The Author to Her Book

While we always warn you Shmoopers not to confuse the speaker with the poet him- or herself, we can say at least that we’re dealing with a female author. That’s who the speaker of this poem is, in two words. And she’s not just any old author, but a poetess who knows a thing or two about the trials and tribulations of writing. While she’s a little on the self-deprecating side (all that business about “defects” and feeble brains and irksomeness), she clearly knows how hard it is to write (it’s like raising a child, in her apt metaphor) and what a huge pain revision can be. About halfway through the poem, for example, she compares revising her poems to attempting to wash the face of her child. No matter how hard she tries, however, she just can’t get the dirt off—just can’t get the poems fixed up in a way she likes.

This speaker isn’t any old woman, but a smart, seventeenth-century lady (actually, kind of a lot like Anne Bradstreet when you think about it). While she complains about not being good enough, the fact of the matter is she is good enough. Her command of form and meter alone shows that she knows a thing or two about poetry. (Head over to “Form and Meter” for more on that one.)
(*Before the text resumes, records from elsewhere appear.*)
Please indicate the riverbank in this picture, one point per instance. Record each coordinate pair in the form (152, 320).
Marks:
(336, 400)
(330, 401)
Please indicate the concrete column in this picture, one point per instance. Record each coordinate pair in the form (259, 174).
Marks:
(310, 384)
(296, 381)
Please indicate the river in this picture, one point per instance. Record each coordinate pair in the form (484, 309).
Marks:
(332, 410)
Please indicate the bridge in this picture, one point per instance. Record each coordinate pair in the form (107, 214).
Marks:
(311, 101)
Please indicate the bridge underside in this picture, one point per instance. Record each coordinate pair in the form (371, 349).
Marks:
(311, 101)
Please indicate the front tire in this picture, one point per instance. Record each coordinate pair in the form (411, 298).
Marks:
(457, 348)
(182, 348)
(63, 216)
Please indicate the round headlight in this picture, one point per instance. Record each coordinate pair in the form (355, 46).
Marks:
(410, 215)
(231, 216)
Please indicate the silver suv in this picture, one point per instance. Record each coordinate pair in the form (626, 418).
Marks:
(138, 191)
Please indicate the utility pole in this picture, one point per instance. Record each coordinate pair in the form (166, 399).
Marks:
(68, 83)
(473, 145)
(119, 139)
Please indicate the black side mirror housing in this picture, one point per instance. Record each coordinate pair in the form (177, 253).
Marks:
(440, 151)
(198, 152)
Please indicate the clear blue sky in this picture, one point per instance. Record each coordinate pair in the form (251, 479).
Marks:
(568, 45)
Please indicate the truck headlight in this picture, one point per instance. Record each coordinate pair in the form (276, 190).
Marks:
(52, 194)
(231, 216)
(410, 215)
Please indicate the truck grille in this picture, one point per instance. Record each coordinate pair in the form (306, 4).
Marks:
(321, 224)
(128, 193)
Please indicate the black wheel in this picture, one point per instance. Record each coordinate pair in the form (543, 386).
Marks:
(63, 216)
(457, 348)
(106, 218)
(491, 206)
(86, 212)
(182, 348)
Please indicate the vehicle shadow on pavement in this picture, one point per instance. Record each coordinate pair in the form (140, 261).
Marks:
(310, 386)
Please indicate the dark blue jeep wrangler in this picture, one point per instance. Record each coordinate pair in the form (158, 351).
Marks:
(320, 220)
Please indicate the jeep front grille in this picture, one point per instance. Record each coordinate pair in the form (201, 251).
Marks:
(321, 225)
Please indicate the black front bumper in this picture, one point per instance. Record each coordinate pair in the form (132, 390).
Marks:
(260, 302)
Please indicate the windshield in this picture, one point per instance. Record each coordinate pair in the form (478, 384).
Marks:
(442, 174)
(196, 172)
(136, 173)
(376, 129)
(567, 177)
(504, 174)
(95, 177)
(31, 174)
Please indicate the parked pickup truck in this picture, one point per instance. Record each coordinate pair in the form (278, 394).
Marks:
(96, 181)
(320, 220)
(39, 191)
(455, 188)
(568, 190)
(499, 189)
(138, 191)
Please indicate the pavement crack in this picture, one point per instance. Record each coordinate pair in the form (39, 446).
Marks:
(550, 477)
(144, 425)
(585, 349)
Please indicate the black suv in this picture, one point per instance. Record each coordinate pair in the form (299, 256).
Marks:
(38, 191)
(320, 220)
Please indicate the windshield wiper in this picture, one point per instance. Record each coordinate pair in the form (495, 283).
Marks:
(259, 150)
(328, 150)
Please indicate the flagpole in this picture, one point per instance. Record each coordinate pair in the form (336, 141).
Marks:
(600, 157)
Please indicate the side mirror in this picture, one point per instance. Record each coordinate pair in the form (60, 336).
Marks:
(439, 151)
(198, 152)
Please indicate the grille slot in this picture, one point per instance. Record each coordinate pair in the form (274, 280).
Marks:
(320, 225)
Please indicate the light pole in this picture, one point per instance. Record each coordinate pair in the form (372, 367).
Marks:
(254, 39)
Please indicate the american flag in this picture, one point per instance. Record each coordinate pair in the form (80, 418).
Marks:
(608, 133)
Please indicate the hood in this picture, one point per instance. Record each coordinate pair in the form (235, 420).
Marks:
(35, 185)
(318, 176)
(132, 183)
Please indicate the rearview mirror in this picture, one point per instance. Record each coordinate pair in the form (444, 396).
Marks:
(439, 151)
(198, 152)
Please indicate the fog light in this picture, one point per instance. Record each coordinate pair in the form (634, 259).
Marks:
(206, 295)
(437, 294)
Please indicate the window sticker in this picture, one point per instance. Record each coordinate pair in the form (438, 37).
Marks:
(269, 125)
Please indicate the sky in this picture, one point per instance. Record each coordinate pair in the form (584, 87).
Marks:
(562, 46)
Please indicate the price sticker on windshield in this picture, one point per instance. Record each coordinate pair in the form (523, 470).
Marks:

Not only does she know a thing or two about poetry, she’s familiar with the western literary tradition more generally. Remember all that business about not being good enough? While she may really feel poorly about her work, that stuff about being no good is, or rather was, a popular literary convention, which means lots of other famous writers used to do it in their work.

If the speaker is smart, she’s also a little bold. While at first she seems kind of modest about presenting her work to the public (she’s not happy with her friends for stealing it, remember), near the end she kind of changes her mind and basically says she sold it because she needed the money. Oh, and she also tells the book to say it has no father.

Woah! Wait a second. Think about this. In the seventeenth century, a woman with a child and no father anywhere in sight was a BIG DEAL. That could get you in serious trouble. Granted, the speaker isn’t being literal when she says that, but to claim that kind of self-sufficiency (“I’m smart and wrote all these poems with no male help or input whatsoever”) would have been pretty brave. Heck, it’d be pretty brave now, come to think about it. Women who talked too much, and too boldly, didn’t always have it so good in seventeenth-century America. Just read about Bradstreet’s contemporary Anne Hutchinson to see what we mean.